Lucian Tapiedi
Lucian Tapiedi, the Papuan Schoolteacher

Lucian Tapiedi

Lucian Tapiedi, the Papuan Schoolteacher

Date of Death
September AD 1942
Era
Twentieth-Century Persecution
Region
Wairopi Crossing, Northern District, Papua New Guinea

Life and Ministry

Lucian Tapiedi was born about AD 1921 at Taupota on the south coast of Papua to the Binandere people, the son of a sorcerer who died when Lucian was young, raised by his uncle, and catechized at the Anglican mission of the Diocese of New Guinea at Sangara on the Mambare River. Confirmed in AD 1939, he completed teacher training at the diocesan teachers' college at Dogura and was posted in AD 1941 to the Sangara mission as evangelist and schoolteacher to the Orokaiva villages of the Northern District.

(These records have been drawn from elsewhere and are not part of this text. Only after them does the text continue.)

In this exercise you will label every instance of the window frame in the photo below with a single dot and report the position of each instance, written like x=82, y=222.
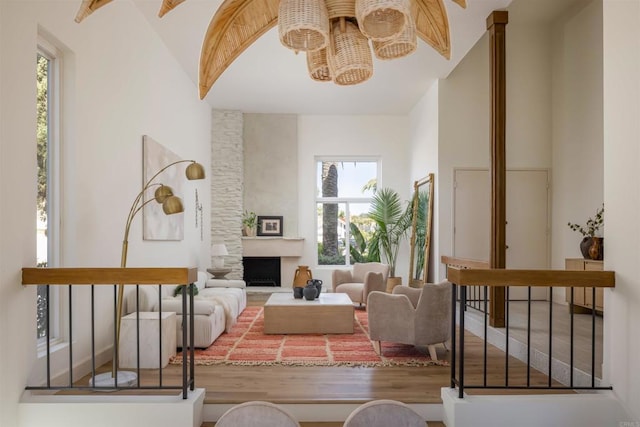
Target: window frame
x=347, y=201
x=54, y=55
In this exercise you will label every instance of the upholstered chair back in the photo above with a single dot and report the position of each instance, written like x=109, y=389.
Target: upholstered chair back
x=361, y=269
x=433, y=314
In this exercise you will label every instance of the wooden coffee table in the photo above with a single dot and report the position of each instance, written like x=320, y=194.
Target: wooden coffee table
x=329, y=314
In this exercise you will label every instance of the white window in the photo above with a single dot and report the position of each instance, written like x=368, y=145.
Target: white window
x=344, y=190
x=48, y=68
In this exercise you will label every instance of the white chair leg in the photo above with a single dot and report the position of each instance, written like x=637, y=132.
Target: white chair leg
x=377, y=346
x=432, y=352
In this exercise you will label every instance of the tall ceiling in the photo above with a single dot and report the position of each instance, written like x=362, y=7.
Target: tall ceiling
x=269, y=78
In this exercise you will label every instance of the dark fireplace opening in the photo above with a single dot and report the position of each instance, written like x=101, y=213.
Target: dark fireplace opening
x=261, y=271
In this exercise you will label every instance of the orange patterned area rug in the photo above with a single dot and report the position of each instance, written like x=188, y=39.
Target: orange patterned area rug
x=246, y=344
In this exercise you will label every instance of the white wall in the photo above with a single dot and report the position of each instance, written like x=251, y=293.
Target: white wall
x=621, y=30
x=577, y=126
x=383, y=136
x=123, y=84
x=464, y=115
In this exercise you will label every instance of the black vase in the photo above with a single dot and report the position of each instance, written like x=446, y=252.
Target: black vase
x=592, y=248
x=310, y=292
x=318, y=284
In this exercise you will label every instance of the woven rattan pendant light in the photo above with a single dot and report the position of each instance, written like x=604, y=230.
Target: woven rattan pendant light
x=303, y=25
x=318, y=65
x=403, y=45
x=382, y=20
x=349, y=55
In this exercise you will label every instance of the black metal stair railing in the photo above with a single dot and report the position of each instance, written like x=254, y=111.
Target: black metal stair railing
x=76, y=278
x=463, y=278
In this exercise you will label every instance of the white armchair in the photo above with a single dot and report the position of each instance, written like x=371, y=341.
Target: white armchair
x=365, y=278
x=420, y=317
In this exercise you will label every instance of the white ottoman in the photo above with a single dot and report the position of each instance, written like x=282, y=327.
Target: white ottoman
x=149, y=339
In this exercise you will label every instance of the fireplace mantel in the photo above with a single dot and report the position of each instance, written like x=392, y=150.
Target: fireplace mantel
x=272, y=246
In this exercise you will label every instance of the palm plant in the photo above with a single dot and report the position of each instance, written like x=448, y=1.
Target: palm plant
x=392, y=222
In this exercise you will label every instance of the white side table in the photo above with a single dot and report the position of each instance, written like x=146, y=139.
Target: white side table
x=149, y=339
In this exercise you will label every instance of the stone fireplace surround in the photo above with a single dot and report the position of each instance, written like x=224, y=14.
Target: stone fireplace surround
x=289, y=250
x=238, y=143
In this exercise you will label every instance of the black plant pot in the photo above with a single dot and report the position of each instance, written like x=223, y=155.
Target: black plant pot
x=592, y=248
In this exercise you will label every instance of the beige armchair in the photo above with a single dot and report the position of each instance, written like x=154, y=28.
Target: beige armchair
x=365, y=277
x=420, y=317
x=256, y=414
x=384, y=413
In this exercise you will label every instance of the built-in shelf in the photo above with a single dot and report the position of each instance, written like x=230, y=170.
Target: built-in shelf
x=272, y=246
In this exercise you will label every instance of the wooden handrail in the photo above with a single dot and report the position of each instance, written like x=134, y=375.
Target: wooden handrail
x=463, y=262
x=549, y=278
x=109, y=276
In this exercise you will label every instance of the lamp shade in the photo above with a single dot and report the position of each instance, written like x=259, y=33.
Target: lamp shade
x=318, y=66
x=162, y=193
x=219, y=249
x=194, y=171
x=403, y=45
x=303, y=24
x=172, y=205
x=382, y=20
x=349, y=55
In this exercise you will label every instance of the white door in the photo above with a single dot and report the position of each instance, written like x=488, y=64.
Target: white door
x=527, y=220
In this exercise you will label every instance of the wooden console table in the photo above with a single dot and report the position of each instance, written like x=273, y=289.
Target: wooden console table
x=583, y=297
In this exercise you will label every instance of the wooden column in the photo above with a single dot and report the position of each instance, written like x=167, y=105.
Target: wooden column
x=496, y=25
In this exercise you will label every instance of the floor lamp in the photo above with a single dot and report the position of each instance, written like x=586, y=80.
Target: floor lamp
x=171, y=204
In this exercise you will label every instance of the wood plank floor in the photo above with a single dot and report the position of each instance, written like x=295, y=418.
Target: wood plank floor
x=294, y=384
x=290, y=385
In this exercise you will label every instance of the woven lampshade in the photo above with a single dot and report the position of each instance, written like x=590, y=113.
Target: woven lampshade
x=349, y=55
x=303, y=25
x=341, y=8
x=382, y=20
x=403, y=45
x=318, y=66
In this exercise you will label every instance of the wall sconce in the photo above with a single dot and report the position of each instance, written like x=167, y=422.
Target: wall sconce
x=218, y=252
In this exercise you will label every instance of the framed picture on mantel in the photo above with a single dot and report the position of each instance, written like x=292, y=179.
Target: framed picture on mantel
x=269, y=226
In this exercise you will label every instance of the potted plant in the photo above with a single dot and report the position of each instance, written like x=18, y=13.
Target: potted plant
x=249, y=223
x=592, y=245
x=392, y=222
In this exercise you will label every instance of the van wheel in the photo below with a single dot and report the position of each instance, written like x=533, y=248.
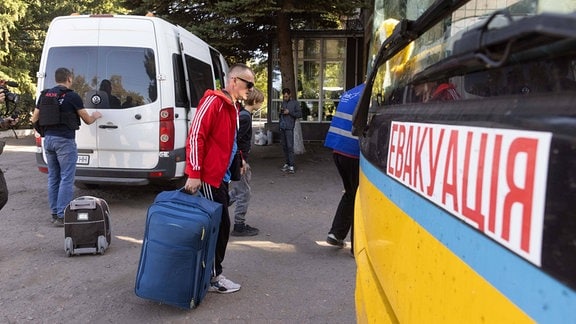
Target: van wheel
x=89, y=186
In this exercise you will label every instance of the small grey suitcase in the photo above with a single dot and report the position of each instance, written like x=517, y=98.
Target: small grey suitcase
x=86, y=226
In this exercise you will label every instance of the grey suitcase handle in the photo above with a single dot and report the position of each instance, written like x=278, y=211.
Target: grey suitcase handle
x=84, y=202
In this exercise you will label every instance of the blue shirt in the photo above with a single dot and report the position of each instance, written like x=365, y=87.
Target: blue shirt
x=339, y=136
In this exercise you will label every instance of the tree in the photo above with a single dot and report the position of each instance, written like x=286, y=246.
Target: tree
x=241, y=29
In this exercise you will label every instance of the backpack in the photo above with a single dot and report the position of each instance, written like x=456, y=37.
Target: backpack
x=49, y=105
x=50, y=113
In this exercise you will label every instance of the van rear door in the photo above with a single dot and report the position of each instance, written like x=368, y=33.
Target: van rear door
x=114, y=64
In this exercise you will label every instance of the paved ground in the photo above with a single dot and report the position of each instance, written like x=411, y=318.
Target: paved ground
x=288, y=273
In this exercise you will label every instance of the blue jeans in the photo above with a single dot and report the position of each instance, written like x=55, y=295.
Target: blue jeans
x=287, y=140
x=61, y=156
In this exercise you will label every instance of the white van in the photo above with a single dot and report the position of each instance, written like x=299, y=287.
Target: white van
x=157, y=72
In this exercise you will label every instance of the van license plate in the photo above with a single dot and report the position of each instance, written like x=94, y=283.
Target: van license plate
x=83, y=159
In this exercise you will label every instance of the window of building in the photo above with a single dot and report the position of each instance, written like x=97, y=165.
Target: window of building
x=320, y=65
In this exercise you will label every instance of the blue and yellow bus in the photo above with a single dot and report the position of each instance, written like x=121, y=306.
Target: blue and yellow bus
x=466, y=208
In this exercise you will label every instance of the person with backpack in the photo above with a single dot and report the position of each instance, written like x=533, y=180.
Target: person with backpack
x=4, y=123
x=57, y=114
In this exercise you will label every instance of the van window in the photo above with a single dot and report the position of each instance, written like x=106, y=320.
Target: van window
x=180, y=96
x=107, y=77
x=218, y=70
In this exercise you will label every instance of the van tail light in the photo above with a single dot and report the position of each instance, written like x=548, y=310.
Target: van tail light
x=166, y=138
x=37, y=139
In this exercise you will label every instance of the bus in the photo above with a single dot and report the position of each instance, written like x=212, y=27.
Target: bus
x=466, y=207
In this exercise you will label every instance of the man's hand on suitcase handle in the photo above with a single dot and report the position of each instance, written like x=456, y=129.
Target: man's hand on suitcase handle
x=192, y=185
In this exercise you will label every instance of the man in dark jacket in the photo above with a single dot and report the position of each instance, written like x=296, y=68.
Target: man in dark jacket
x=241, y=191
x=289, y=112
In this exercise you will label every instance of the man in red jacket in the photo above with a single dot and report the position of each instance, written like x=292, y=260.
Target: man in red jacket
x=209, y=151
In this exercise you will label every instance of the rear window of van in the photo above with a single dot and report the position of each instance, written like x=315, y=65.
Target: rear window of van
x=107, y=77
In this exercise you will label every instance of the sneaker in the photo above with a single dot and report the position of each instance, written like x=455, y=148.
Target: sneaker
x=222, y=285
x=58, y=222
x=244, y=230
x=332, y=240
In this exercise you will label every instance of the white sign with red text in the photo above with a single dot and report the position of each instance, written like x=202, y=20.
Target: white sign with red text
x=493, y=179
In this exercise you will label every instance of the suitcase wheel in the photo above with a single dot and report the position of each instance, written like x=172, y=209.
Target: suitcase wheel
x=68, y=246
x=102, y=244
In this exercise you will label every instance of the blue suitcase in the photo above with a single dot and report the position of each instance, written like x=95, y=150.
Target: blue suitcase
x=178, y=250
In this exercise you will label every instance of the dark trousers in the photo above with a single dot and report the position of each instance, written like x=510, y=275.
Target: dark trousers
x=219, y=195
x=348, y=168
x=3, y=190
x=287, y=140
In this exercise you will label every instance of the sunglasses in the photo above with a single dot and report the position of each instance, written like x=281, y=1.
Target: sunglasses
x=249, y=84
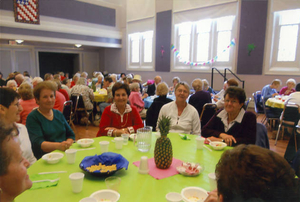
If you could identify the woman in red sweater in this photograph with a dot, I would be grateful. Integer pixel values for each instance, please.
(119, 117)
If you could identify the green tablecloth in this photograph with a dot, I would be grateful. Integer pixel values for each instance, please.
(134, 186)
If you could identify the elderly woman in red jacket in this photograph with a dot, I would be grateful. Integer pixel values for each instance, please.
(119, 118)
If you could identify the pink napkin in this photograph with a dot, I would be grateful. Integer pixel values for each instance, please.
(161, 173)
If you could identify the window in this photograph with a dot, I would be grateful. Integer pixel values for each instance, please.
(201, 41)
(141, 50)
(284, 46)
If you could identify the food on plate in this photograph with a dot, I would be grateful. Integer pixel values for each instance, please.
(189, 169)
(102, 168)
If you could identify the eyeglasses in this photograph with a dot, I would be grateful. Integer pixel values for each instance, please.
(232, 101)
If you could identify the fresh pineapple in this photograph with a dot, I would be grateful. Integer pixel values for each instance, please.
(163, 153)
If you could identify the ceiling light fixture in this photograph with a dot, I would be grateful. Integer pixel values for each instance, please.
(19, 41)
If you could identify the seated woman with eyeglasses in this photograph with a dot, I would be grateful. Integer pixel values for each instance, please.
(13, 167)
(233, 124)
(48, 129)
(119, 118)
(184, 117)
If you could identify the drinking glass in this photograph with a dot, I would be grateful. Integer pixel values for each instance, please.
(144, 137)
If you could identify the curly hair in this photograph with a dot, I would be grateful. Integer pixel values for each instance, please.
(119, 85)
(26, 91)
(44, 85)
(236, 92)
(162, 89)
(4, 155)
(252, 172)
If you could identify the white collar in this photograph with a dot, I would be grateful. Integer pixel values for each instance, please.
(224, 116)
(114, 109)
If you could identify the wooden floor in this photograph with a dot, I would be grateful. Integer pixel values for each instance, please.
(280, 148)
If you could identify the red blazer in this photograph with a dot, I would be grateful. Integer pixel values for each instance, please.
(109, 118)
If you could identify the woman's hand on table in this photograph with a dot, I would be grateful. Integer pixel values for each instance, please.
(63, 146)
(227, 138)
(212, 138)
(212, 196)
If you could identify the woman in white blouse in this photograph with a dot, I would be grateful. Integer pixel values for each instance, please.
(184, 117)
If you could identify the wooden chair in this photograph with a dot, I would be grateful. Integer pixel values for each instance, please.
(209, 109)
(80, 108)
(270, 116)
(289, 118)
(68, 113)
(257, 105)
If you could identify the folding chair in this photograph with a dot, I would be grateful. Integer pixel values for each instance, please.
(289, 118)
(270, 116)
(257, 105)
(80, 108)
(262, 138)
(68, 113)
(209, 109)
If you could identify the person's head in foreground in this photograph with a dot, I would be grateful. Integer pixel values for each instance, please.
(13, 167)
(275, 83)
(234, 99)
(253, 173)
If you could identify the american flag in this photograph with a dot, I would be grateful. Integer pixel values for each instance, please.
(26, 11)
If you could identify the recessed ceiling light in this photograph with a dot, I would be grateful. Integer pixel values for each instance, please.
(19, 41)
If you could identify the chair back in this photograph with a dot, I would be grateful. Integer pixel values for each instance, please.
(209, 109)
(68, 110)
(257, 102)
(78, 102)
(262, 139)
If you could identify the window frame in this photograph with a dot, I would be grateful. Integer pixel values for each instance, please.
(271, 65)
(141, 65)
(180, 67)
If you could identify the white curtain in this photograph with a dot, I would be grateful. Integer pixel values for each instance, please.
(280, 5)
(183, 5)
(202, 13)
(140, 9)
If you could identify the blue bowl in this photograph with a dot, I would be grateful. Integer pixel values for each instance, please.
(108, 158)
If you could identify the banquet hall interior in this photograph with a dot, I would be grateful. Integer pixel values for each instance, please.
(252, 41)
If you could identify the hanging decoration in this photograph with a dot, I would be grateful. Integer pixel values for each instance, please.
(214, 59)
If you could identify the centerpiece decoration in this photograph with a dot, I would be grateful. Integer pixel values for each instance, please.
(163, 153)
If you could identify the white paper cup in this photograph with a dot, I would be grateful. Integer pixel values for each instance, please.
(174, 197)
(200, 142)
(125, 138)
(76, 181)
(103, 146)
(71, 155)
(212, 181)
(118, 142)
(144, 168)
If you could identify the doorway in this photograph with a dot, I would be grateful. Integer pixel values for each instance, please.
(53, 63)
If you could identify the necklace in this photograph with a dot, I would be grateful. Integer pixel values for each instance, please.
(125, 121)
(49, 117)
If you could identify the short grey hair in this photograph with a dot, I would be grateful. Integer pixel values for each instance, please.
(81, 81)
(11, 82)
(184, 84)
(37, 79)
(197, 84)
(162, 89)
(291, 81)
(134, 86)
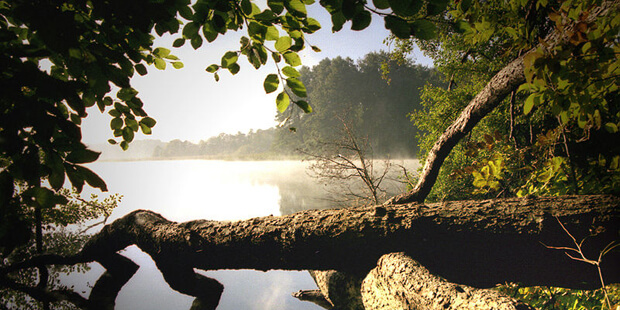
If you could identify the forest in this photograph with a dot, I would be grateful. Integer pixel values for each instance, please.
(387, 93)
(519, 138)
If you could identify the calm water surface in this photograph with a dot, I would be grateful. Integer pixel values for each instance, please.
(183, 190)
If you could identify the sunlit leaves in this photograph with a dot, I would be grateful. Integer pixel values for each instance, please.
(283, 44)
(381, 4)
(209, 32)
(296, 86)
(160, 64)
(291, 72)
(398, 26)
(292, 59)
(296, 7)
(423, 29)
(212, 68)
(405, 8)
(304, 106)
(229, 58)
(282, 102)
(82, 156)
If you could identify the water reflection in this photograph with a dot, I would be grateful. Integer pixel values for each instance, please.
(216, 190)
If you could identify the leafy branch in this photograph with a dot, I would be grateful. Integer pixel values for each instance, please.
(578, 249)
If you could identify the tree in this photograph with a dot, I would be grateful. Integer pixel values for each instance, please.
(103, 43)
(556, 35)
(349, 164)
(377, 109)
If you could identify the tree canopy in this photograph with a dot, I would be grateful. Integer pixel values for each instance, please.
(552, 66)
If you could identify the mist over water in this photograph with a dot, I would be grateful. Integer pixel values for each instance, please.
(183, 190)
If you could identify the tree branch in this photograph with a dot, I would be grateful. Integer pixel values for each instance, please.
(503, 83)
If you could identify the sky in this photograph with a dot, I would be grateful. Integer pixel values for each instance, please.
(189, 104)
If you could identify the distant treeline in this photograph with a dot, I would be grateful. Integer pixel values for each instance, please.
(374, 96)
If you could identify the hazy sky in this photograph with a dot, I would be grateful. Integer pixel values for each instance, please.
(189, 105)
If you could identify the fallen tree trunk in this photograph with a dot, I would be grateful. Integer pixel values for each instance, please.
(476, 243)
(472, 243)
(399, 282)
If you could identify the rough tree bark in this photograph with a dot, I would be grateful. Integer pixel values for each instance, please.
(501, 85)
(474, 243)
(399, 282)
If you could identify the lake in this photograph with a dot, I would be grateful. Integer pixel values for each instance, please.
(183, 190)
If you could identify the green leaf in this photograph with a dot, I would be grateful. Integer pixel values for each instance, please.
(234, 68)
(212, 68)
(282, 102)
(283, 44)
(161, 52)
(277, 6)
(246, 7)
(160, 64)
(297, 87)
(209, 32)
(196, 42)
(271, 83)
(361, 20)
(128, 134)
(145, 129)
(304, 106)
(405, 8)
(312, 24)
(290, 72)
(190, 31)
(338, 21)
(114, 113)
(272, 33)
(116, 123)
(465, 5)
(266, 16)
(398, 26)
(141, 69)
(529, 103)
(92, 178)
(292, 59)
(381, 4)
(436, 6)
(82, 156)
(296, 8)
(229, 58)
(76, 178)
(423, 29)
(148, 121)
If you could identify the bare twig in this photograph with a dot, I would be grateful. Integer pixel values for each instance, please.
(583, 258)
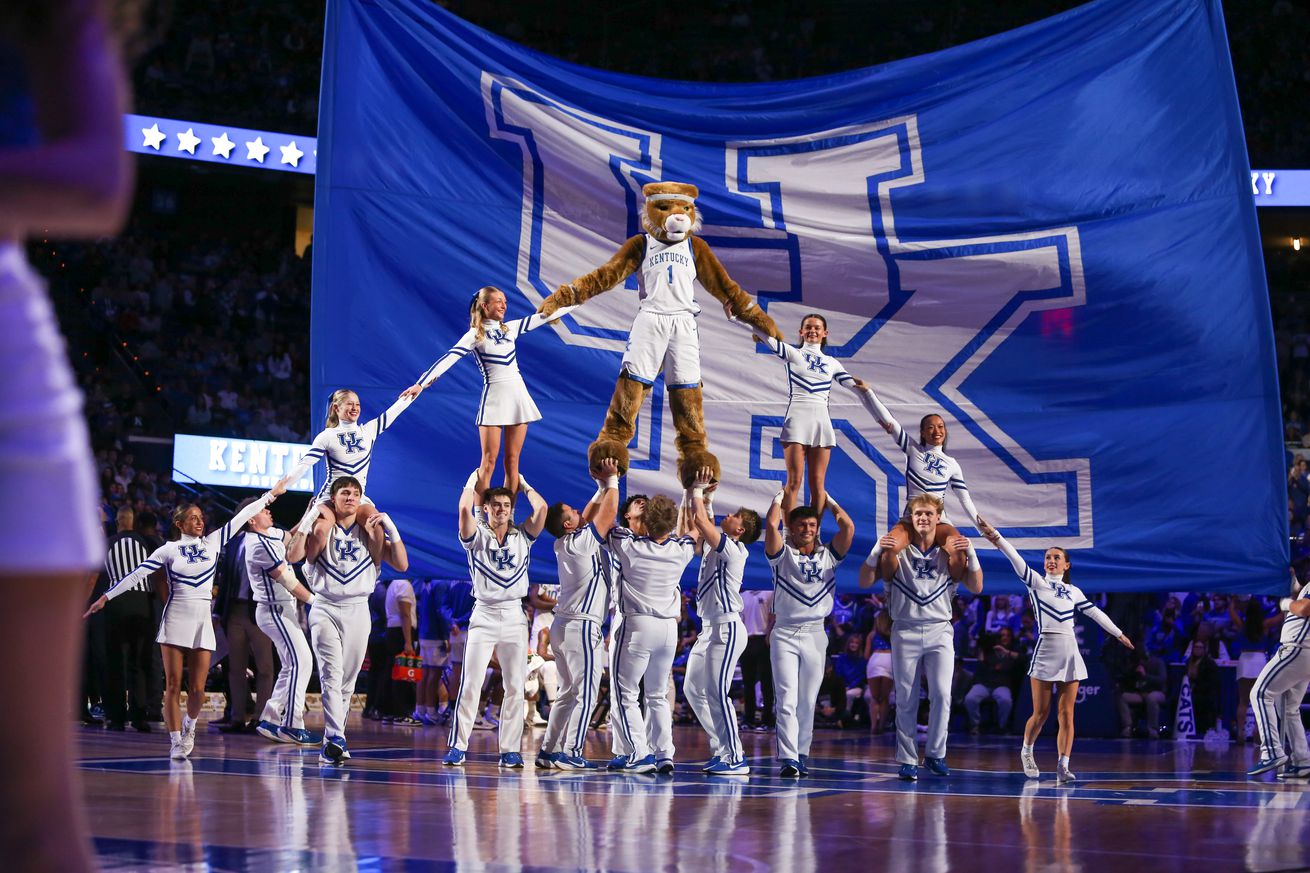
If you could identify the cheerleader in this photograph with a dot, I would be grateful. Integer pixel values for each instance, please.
(186, 632)
(878, 670)
(506, 404)
(928, 471)
(342, 565)
(807, 434)
(718, 601)
(1055, 659)
(349, 448)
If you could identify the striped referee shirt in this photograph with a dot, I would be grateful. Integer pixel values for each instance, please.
(127, 551)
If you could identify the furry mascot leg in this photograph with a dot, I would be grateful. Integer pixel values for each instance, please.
(693, 446)
(620, 424)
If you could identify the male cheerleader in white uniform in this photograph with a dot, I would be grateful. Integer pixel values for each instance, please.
(650, 601)
(804, 574)
(342, 565)
(920, 587)
(1277, 694)
(186, 629)
(722, 640)
(575, 636)
(498, 556)
(277, 590)
(1056, 661)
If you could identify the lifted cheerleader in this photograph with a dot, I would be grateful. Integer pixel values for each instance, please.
(506, 404)
(1055, 659)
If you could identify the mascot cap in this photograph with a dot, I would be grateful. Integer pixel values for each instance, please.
(671, 192)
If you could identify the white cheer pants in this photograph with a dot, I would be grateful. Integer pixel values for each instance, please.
(709, 679)
(279, 623)
(646, 646)
(501, 628)
(579, 659)
(339, 636)
(797, 653)
(1288, 669)
(922, 649)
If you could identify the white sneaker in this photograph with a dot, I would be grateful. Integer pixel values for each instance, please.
(1030, 763)
(187, 736)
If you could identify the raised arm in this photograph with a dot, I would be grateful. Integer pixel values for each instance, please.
(316, 452)
(520, 327)
(537, 521)
(219, 538)
(1026, 573)
(845, 535)
(149, 565)
(443, 363)
(393, 547)
(702, 519)
(468, 502)
(884, 417)
(773, 540)
(1094, 612)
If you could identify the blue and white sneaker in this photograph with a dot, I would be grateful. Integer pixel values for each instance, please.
(937, 766)
(301, 737)
(641, 764)
(729, 768)
(573, 762)
(273, 732)
(1266, 764)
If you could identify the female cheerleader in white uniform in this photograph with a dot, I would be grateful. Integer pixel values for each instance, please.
(1055, 659)
(807, 434)
(928, 471)
(349, 448)
(186, 632)
(506, 404)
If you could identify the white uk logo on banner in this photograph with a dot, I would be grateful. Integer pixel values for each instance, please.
(915, 319)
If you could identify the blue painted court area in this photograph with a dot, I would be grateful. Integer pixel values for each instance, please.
(243, 804)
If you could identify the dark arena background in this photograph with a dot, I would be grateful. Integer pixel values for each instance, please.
(315, 213)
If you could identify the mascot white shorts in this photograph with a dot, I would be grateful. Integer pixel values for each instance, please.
(1056, 658)
(186, 624)
(810, 425)
(45, 452)
(506, 403)
(664, 342)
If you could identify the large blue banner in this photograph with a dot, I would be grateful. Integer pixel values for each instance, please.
(1047, 236)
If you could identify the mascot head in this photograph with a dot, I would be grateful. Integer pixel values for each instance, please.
(670, 214)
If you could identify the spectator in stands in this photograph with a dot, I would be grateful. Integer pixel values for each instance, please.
(396, 699)
(1203, 677)
(998, 670)
(1141, 683)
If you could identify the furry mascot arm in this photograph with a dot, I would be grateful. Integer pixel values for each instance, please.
(626, 261)
(725, 290)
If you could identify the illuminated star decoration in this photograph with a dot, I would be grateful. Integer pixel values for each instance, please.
(223, 146)
(256, 150)
(291, 155)
(187, 140)
(153, 136)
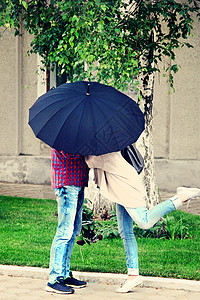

With the staff of Anglican missionaries at Sangara — Vivian Redlich, May Hayman, Mavis Parkinson, John Duffill, Lilla Lashmar — he received in July AD 1942 a directive from Bishop Philip Strong of New Guinea instructing the mission staff to remain at their posts in the face of the advancing Japanese invasion of Papua. Strong's letter — We must endeavour to carry on our work… We could never hold up our faces again if we did otherwise — became the founding text of the New Guinea Martyrs.

Circumstances of Death

After the Japanese landing at Buna in late July AD 1942 the Sangara mission party scattered into the jungle to escape the advancing troops. Tapiedi led Vivian Redlich, May Hayman, Mavis Parkinson, and the other missionaries through the upper Mambare valley toward the supposed safety of the Australian lines. At the river crossing at Wairopi (Pidgin for wire rope) in early September AD 1942, the party was betrayed to a Japanese patrol by a man named Embogi, a sorcerer of Garapata village. Tapiedi was killed first, struck with an axe at the river crossing — apparently to prevent him from leading the missionaries to safety; the missionaries themselves were taken to Buna and beheaded on the beach a few days later. His body was later recovered and reburied at Sangara church, which was rebuilt over the grave.

Legacy

Tapiedi is commemorated with the other martyrs of the New Guinea mission of AD 1942 on 2 September in the Anglican calendar. He is one of the ten twentieth-century Christian martyrs whose statues stand over the west door of Westminster Abbey, unveiled in AD 1998 — the only Pacific Islander among the ten. His witness is that the convert dies before the missionary: the Papuan schoolteacher catechized by the white mission was killed first at the river, leading his teachers toward safety. The Anglican Church of Papua New Guinea now numbers him with the New Guinea Martyrs whose blood is the seed of the indigenous Anglican province of the islands.

Sources

Theodore James, The New Guinea Martyrs (Anglican Press, 1948); David Hand, Modawa: Papua New Guinea and Me 1946-2002 (2002); Andrew Chandler (ed.), The Terrible Alternative (Cassell, 1998); Anglican Church of Papua New Guinea liturgical calendar.